How To Limit Hard Drive Data Recovery Costs


With the value on information rising day by day, one of the greatest threats to businesses of any size is data loss. If the data centers in your business have ever experienced a hard drive disaster, you quicky realized just how valuable the information lost is.

And then, the situation becomes even worse, when you realize how much it is going to cost for a disaster recovery specialist to try and retrieve or restore your data for you.

Here are some basic tips for avoiding such a situation.

1. If you company is using older computers, be sure your tech support is regulary checking for any problems on your hard drives. By discovering problems before they have a chance to wreak havock on your data, they will have an opportuntiy to back the data up before it is no longer retrievable.

2. Make sure your techies are giving you the old hard disks when they do hard drive upgrades on your systems. Even when the information has been copied onto new disks, the old drives still contain all your valuable data. You don't want this getting into the wrong hands. Plus, it is always good to have a backup while the new hardware is settling in.

3. Especially in a fast paced office environment, the thousands of computer files can become disorganized over time. Make sure your computer support is running defragmentation programs on a regular basis.

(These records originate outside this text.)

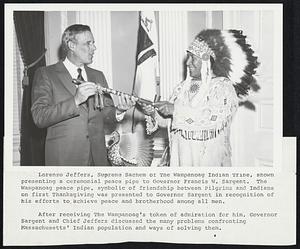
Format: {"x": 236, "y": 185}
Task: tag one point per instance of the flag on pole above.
{"x": 146, "y": 57}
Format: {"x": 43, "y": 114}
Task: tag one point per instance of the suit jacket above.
{"x": 73, "y": 133}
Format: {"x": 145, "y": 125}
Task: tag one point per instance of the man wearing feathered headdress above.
{"x": 220, "y": 66}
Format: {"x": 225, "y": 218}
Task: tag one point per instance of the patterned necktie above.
{"x": 79, "y": 77}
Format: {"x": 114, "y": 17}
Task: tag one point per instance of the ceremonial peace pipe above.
{"x": 99, "y": 99}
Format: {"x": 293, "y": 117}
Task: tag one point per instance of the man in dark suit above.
{"x": 75, "y": 130}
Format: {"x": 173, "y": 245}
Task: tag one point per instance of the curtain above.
{"x": 29, "y": 27}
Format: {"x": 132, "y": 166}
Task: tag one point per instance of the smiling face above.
{"x": 82, "y": 48}
{"x": 194, "y": 64}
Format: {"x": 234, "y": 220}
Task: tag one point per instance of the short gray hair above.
{"x": 69, "y": 35}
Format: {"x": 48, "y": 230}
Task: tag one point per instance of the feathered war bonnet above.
{"x": 229, "y": 55}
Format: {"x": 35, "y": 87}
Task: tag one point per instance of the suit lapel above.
{"x": 66, "y": 80}
{"x": 65, "y": 77}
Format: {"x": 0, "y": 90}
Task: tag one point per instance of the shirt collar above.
{"x": 72, "y": 69}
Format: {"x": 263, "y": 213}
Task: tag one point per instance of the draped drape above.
{"x": 29, "y": 27}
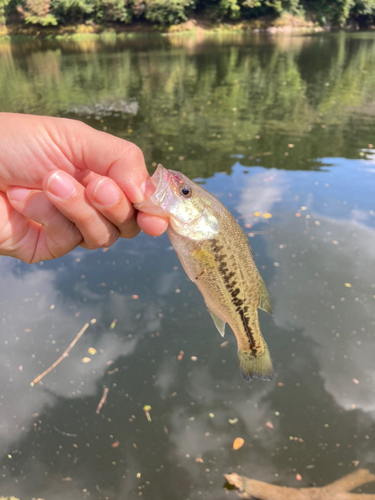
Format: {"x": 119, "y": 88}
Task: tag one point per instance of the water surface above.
{"x": 281, "y": 126}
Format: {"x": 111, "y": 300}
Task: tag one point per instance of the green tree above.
{"x": 37, "y": 12}
{"x": 166, "y": 12}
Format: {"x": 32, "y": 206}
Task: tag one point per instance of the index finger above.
{"x": 105, "y": 154}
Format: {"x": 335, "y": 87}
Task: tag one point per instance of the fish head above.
{"x": 185, "y": 203}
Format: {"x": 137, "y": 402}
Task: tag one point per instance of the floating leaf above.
{"x": 238, "y": 443}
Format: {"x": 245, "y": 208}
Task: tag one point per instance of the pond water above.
{"x": 281, "y": 126}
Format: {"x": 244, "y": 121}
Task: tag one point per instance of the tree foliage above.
{"x": 169, "y": 12}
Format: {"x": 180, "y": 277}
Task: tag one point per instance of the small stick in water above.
{"x": 65, "y": 354}
{"x": 103, "y": 400}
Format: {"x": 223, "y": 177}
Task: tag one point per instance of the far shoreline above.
{"x": 286, "y": 24}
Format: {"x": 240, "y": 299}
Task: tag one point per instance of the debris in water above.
{"x": 65, "y": 354}
{"x": 147, "y": 409}
{"x": 238, "y": 443}
{"x": 103, "y": 400}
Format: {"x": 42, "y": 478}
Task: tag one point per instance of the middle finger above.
{"x": 68, "y": 195}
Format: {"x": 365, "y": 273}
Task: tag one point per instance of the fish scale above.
{"x": 217, "y": 257}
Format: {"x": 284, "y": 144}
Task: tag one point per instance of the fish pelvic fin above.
{"x": 219, "y": 323}
{"x": 264, "y": 298}
{"x": 255, "y": 364}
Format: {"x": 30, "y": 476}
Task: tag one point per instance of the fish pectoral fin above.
{"x": 264, "y": 298}
{"x": 219, "y": 323}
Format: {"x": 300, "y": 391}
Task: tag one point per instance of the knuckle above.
{"x": 135, "y": 153}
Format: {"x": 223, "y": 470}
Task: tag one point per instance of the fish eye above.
{"x": 185, "y": 191}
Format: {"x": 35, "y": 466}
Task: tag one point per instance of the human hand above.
{"x": 64, "y": 184}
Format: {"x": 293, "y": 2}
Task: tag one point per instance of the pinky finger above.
{"x": 57, "y": 234}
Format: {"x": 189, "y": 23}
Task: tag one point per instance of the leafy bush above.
{"x": 3, "y": 10}
{"x": 72, "y": 11}
{"x": 167, "y": 11}
{"x": 113, "y": 10}
{"x": 37, "y": 12}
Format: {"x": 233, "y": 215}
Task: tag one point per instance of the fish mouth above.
{"x": 156, "y": 203}
{"x": 160, "y": 179}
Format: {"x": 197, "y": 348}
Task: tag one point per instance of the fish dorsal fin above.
{"x": 264, "y": 298}
{"x": 219, "y": 323}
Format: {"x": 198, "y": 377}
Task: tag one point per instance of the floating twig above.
{"x": 65, "y": 433}
{"x": 103, "y": 400}
{"x": 338, "y": 490}
{"x": 65, "y": 354}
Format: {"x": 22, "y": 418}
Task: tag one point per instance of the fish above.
{"x": 216, "y": 255}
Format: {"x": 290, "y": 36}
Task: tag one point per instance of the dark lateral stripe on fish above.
{"x": 248, "y": 331}
{"x": 227, "y": 276}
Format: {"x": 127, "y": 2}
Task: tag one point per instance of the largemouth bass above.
{"x": 217, "y": 257}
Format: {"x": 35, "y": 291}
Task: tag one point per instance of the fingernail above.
{"x": 18, "y": 194}
{"x": 61, "y": 185}
{"x": 106, "y": 193}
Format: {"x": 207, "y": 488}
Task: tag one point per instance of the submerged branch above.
{"x": 338, "y": 490}
{"x": 65, "y": 354}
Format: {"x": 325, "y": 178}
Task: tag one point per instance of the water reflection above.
{"x": 270, "y": 125}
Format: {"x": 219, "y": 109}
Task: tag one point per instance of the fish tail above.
{"x": 256, "y": 364}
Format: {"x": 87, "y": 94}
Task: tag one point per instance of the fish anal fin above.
{"x": 219, "y": 323}
{"x": 264, "y": 298}
{"x": 255, "y": 364}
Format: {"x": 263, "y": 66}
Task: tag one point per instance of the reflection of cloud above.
{"x": 204, "y": 432}
{"x": 311, "y": 294}
{"x": 37, "y": 326}
{"x": 262, "y": 192}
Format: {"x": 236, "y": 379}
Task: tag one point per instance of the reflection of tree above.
{"x": 204, "y": 99}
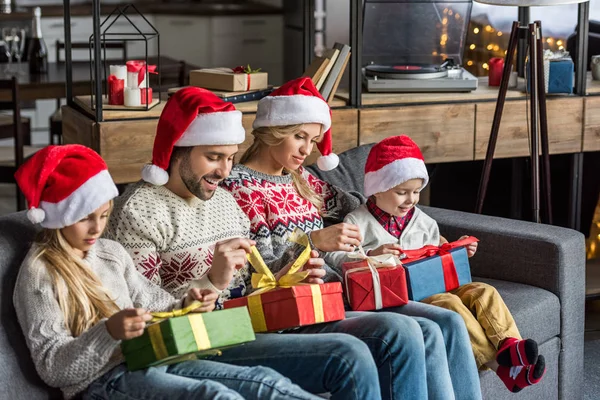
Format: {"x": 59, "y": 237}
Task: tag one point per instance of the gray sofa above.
{"x": 538, "y": 269}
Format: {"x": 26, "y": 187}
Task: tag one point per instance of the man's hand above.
{"x": 128, "y": 323}
{"x": 314, "y": 266}
{"x": 472, "y": 248}
{"x": 338, "y": 237}
{"x": 207, "y": 297}
{"x": 229, "y": 255}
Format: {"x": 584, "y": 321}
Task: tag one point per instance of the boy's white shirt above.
{"x": 421, "y": 230}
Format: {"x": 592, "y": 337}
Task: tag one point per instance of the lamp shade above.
{"x": 529, "y": 3}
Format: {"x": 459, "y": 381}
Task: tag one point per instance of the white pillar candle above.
{"x": 120, "y": 71}
{"x": 132, "y": 97}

4. Keep the operating systems the same across all machines in your office. This will help prevent hard drive corruption from various users incorrectly installing programs on a system they are not familiar with. Better yet, leave program installation, removal and system partitioning to your tech support.

5. Make sure employess report any problems that crop up on their machines. If even one computer starts acting strangely, running slower, or giving error messages, have support run a scan disk or CHKDSK immediately. Remember, it will be much cheaper to repair one computer's hard drive than to pick up the tab after a total system disaster!

Keeping the following tips in mind when creating your data loss disaster prevention plan will help limit not only headaches, but losses to your bottom line.